According to legend, Berbatov’s Mancunian adventure started unconventionally – under a blanket in the back of Ferguson’s car, as he was speedily whisked away from the admiring hands of Manchester City. 

In years hence though, all has been predictable. The daily abuse, the cheap cracks and descriptors starting with “l” are functions of a society inherently against footballers in the mold of Dimitar Berbatov.

Despite standing at six foot two, the Bulgarian hardly intimidates. His stature is slightly offset by a permanent slump of the shoulders and furrowing of the brow, two characteristics most manifest in times of struggle. And for Berbatov, struggle is never far away.

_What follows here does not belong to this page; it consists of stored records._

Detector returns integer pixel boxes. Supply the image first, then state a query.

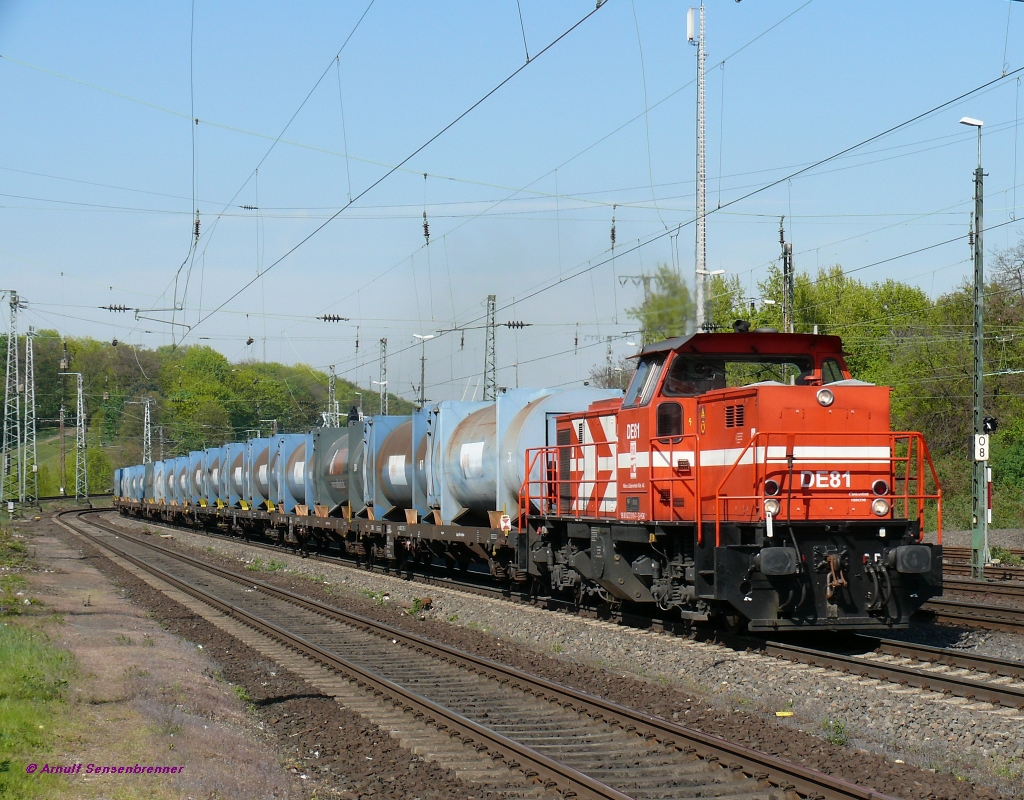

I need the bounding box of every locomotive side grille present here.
[725,406,745,428]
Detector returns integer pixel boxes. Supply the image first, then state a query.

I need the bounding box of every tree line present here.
[0,330,412,496]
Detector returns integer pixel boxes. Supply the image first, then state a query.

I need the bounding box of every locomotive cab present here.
[523,332,942,630]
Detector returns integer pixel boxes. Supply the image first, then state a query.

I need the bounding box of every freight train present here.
[115,324,942,632]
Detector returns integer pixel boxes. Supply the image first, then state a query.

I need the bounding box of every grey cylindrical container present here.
[285,435,306,505]
[443,404,498,511]
[377,420,427,508]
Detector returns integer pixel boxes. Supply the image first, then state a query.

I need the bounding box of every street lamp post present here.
[961,117,989,580]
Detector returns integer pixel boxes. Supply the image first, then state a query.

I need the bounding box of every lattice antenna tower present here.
[378,336,387,417]
[0,292,22,502]
[142,397,153,464]
[483,294,498,401]
[22,326,39,503]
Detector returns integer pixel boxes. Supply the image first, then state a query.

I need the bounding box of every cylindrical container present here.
[308,428,351,511]
[175,456,191,504]
[221,443,246,506]
[443,404,498,511]
[247,438,271,508]
[204,448,224,504]
[285,435,306,505]
[377,420,416,508]
[153,461,167,503]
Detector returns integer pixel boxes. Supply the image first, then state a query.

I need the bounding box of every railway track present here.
[761,637,1024,709]
[101,508,1024,708]
[60,512,886,800]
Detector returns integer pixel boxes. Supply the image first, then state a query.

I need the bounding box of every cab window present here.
[657,403,683,438]
[821,359,843,383]
[623,355,665,409]
[662,353,814,397]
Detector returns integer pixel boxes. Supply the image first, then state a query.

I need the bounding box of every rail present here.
[714,431,942,546]
[59,511,892,800]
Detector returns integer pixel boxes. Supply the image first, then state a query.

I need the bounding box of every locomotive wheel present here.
[721,612,746,635]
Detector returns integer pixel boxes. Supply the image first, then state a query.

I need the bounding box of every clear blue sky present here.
[0,0,1024,399]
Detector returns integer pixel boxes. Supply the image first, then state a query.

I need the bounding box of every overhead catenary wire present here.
[182,2,603,346]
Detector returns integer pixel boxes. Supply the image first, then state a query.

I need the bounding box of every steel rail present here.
[58,511,631,800]
[876,639,1024,680]
[922,598,1024,633]
[762,641,1024,708]
[61,512,893,800]
[942,578,1024,600]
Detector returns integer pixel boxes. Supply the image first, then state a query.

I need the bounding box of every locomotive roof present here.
[634,331,843,357]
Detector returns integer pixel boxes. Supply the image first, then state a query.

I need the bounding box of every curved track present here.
[60,512,885,800]
[97,508,1024,708]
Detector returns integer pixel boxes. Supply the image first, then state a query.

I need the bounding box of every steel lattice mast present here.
[142,397,153,464]
[687,2,711,332]
[378,336,387,416]
[483,294,498,401]
[22,326,39,503]
[59,372,89,500]
[324,364,341,428]
[0,292,22,502]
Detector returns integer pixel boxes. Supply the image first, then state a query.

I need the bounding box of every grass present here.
[246,555,288,573]
[359,589,391,605]
[0,529,29,618]
[990,547,1024,566]
[0,622,74,798]
[821,719,851,747]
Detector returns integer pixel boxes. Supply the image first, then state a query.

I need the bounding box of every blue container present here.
[245,438,271,509]
[142,463,157,503]
[185,450,206,506]
[220,441,247,508]
[306,422,350,516]
[205,448,225,506]
[360,415,412,519]
[276,432,313,515]
[425,388,622,524]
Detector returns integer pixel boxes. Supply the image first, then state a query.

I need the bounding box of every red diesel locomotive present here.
[516,329,942,630]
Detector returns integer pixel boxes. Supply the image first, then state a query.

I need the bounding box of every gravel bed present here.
[925,528,1024,549]
[101,519,1024,798]
[58,520,503,800]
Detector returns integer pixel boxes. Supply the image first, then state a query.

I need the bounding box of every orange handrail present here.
[713,431,942,547]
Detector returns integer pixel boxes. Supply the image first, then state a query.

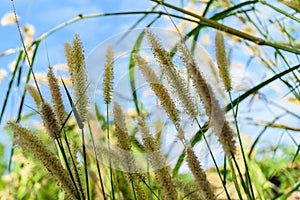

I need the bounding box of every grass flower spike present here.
[180,46,236,157]
[26,84,42,108]
[65,34,88,122]
[7,122,78,199]
[134,55,180,130]
[146,29,198,119]
[47,67,66,126]
[103,46,114,104]
[215,31,231,92]
[40,101,61,139]
[138,117,178,200]
[186,146,216,200]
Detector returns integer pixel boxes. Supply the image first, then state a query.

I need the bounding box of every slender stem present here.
[258,0,300,23]
[225,65,300,112]
[229,91,255,199]
[196,118,231,200]
[106,103,115,200]
[130,180,137,200]
[151,0,300,54]
[81,128,90,200]
[56,138,80,199]
[63,130,85,199]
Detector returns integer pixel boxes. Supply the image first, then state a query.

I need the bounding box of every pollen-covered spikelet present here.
[180,46,236,157]
[47,67,66,126]
[113,102,142,181]
[186,145,216,200]
[179,45,212,115]
[7,122,78,199]
[26,84,42,108]
[65,34,88,122]
[138,117,178,200]
[134,54,180,130]
[39,101,61,139]
[173,178,204,200]
[103,46,114,104]
[145,29,198,119]
[215,32,231,92]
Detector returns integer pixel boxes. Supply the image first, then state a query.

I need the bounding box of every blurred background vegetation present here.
[0,0,300,199]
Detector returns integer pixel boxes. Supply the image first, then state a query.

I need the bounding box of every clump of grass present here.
[47,66,66,126]
[7,122,80,199]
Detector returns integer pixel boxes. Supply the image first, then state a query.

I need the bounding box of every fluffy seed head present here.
[186,146,216,200]
[215,32,231,92]
[39,101,61,139]
[180,46,236,157]
[138,117,177,200]
[134,55,180,127]
[26,84,42,108]
[65,34,88,122]
[145,29,198,119]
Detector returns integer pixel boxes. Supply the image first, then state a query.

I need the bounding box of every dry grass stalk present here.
[47,66,66,126]
[103,46,114,104]
[138,117,178,200]
[26,84,42,108]
[39,101,61,139]
[134,55,180,136]
[7,122,78,199]
[65,34,88,122]
[186,146,216,200]
[113,102,146,199]
[180,46,236,158]
[145,29,198,119]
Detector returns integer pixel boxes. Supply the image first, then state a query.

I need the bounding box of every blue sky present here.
[0,0,299,169]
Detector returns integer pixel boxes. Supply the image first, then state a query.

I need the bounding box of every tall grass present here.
[0,0,300,200]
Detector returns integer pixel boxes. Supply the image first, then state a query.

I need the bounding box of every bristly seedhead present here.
[180,43,236,157]
[134,54,180,127]
[65,34,88,122]
[65,42,74,84]
[215,31,231,92]
[103,46,114,104]
[39,101,61,139]
[26,84,42,108]
[145,29,198,119]
[7,122,78,199]
[138,117,178,200]
[47,66,66,125]
[186,145,216,200]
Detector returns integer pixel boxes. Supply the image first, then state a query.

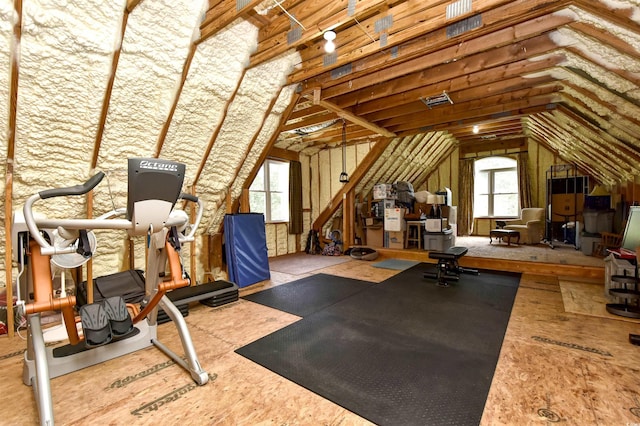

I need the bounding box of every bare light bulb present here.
[323,30,336,53]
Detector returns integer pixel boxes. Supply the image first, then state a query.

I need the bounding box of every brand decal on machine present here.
[140,160,178,172]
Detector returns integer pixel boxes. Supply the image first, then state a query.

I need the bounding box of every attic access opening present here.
[420,91,453,109]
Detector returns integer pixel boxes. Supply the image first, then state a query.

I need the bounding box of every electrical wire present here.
[273,0,307,31]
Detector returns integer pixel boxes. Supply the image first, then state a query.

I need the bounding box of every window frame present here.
[249,158,290,223]
[473,155,520,218]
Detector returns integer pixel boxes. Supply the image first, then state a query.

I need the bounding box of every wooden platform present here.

Quite apart from the expectation automatically applied to all Manchester United front players – especially ones that cost in excess of thirty million pounds – Berbatov is the subject of a special kind of scrutiny. There is an unshakable feeling among commentators and journalists alike that his case deserves questioning of an intensity normally only applied to England managers, brothel frequenters and John Terry.

To see Berbatov play is for many to have triggered a sort of righteous indignation, anger at an individual so distinctly different from the Premier League’s proletariat masses. The haughty exterior, hair band (until it was shorn a couple seasons ago) and deceptive, almost arrogant movement, all made great copy throughout each season of supposed under performance.